I think some projects are missing a crucial role in the form of a Project Designer.
Management stakeholders/sponsors aside, you typically have the project visionary who carries the big-picture, driving vision for the project, and the expert implementers who are tasked with the executional details.
What is missing the the connector between and synthesiser of the two perspectives. An experienced designer (design thinking problem solver) can provide strategic, non-traditional functions in such a Project Designer role:
Synthesise - Constantly merge, massage and knead the "project dough" that is made up of the big-picture vision and the implementation details/constraints. The sum (the dough) is always greater than the parts; the synthesis function creates this richness.
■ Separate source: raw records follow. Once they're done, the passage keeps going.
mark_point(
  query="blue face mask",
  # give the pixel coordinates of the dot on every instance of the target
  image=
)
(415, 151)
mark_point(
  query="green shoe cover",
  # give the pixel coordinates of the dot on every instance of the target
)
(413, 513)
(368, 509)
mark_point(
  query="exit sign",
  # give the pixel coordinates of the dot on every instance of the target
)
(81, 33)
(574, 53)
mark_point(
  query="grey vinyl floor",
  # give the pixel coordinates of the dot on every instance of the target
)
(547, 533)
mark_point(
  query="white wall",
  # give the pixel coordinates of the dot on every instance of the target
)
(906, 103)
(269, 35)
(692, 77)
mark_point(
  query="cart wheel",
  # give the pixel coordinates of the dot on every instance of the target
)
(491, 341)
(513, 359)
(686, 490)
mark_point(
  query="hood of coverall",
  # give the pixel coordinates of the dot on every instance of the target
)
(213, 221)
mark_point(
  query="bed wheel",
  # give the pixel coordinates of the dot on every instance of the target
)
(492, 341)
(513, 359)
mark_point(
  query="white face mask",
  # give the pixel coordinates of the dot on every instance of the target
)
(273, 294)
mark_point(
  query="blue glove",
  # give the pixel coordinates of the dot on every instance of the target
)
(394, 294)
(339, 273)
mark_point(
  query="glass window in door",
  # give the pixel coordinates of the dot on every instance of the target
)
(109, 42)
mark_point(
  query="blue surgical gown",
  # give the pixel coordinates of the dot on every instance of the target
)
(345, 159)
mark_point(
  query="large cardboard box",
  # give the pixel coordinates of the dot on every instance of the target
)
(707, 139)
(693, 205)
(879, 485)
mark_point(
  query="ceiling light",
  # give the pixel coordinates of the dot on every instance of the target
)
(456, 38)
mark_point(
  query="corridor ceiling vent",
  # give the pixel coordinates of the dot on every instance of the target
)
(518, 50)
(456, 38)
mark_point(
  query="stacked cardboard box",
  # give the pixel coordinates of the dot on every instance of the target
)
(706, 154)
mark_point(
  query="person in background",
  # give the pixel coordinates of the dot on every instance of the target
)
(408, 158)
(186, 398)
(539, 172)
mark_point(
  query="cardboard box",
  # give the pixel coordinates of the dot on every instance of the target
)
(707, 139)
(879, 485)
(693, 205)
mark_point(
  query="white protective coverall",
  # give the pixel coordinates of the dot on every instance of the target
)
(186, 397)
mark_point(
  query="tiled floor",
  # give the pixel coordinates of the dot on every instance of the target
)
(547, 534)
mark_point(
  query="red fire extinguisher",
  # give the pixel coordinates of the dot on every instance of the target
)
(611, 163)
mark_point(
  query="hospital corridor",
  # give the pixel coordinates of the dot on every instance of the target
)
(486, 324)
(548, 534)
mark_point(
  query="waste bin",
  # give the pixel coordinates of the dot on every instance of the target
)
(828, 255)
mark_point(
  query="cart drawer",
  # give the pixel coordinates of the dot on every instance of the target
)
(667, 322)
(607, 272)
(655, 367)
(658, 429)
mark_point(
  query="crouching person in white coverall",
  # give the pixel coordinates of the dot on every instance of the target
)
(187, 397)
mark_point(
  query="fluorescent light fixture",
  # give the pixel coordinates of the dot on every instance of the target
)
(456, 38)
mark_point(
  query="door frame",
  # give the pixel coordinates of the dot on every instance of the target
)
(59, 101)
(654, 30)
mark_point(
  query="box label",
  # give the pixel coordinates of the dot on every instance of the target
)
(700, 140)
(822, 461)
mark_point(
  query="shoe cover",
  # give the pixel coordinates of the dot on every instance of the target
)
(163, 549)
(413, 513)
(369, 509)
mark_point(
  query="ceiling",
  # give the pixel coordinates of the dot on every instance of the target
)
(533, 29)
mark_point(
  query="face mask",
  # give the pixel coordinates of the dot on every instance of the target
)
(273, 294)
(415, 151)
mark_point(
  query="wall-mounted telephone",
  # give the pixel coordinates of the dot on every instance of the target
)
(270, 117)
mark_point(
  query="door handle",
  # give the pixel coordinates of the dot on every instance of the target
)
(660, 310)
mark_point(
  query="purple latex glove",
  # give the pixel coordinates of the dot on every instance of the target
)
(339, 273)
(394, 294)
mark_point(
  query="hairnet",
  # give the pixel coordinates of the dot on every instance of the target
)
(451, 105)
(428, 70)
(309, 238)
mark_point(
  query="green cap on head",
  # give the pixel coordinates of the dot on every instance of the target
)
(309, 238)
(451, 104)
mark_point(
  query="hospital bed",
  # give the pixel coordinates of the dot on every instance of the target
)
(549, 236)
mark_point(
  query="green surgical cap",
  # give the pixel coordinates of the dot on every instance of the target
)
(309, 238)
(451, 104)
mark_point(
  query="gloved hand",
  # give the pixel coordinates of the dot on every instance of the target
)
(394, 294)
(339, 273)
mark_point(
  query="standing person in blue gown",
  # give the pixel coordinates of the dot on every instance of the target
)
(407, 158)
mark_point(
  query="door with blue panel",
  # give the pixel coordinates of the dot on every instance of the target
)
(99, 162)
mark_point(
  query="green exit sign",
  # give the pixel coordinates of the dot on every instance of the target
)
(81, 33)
Communicate - The dough is also really useful as the basis for communicating the project to a diverse range of audiences. Without creating the dough, communication from either the visionary and executional detail perspectives can be more biased and watered-down.
Bridge - Translate the vision into executable problems for the implementers to solve, and translate real-world constraints into big picture opportunities/risks for the visionary to consider. Such a facilitative role is often under-valued, limiting the effectiveness of discussions between the visionary and executional perspectives.
Motivate - Not so much the rah-rah flag waving type of motivation, but more so working to ensure consistent momentum forward. Momentum can be interrupted by distractions and scope creep. With their understanding of the big-picture vision, the Project Designer can flag when the execution team is becoming mired in details, losing focus on the must-haves, or trying to solve the wrong problems. Likewise they can also flag scope creep or direction changes, and facilitate understanding and management of these changes.
What do you think? Have you been part of a project where such a role would have helped the process?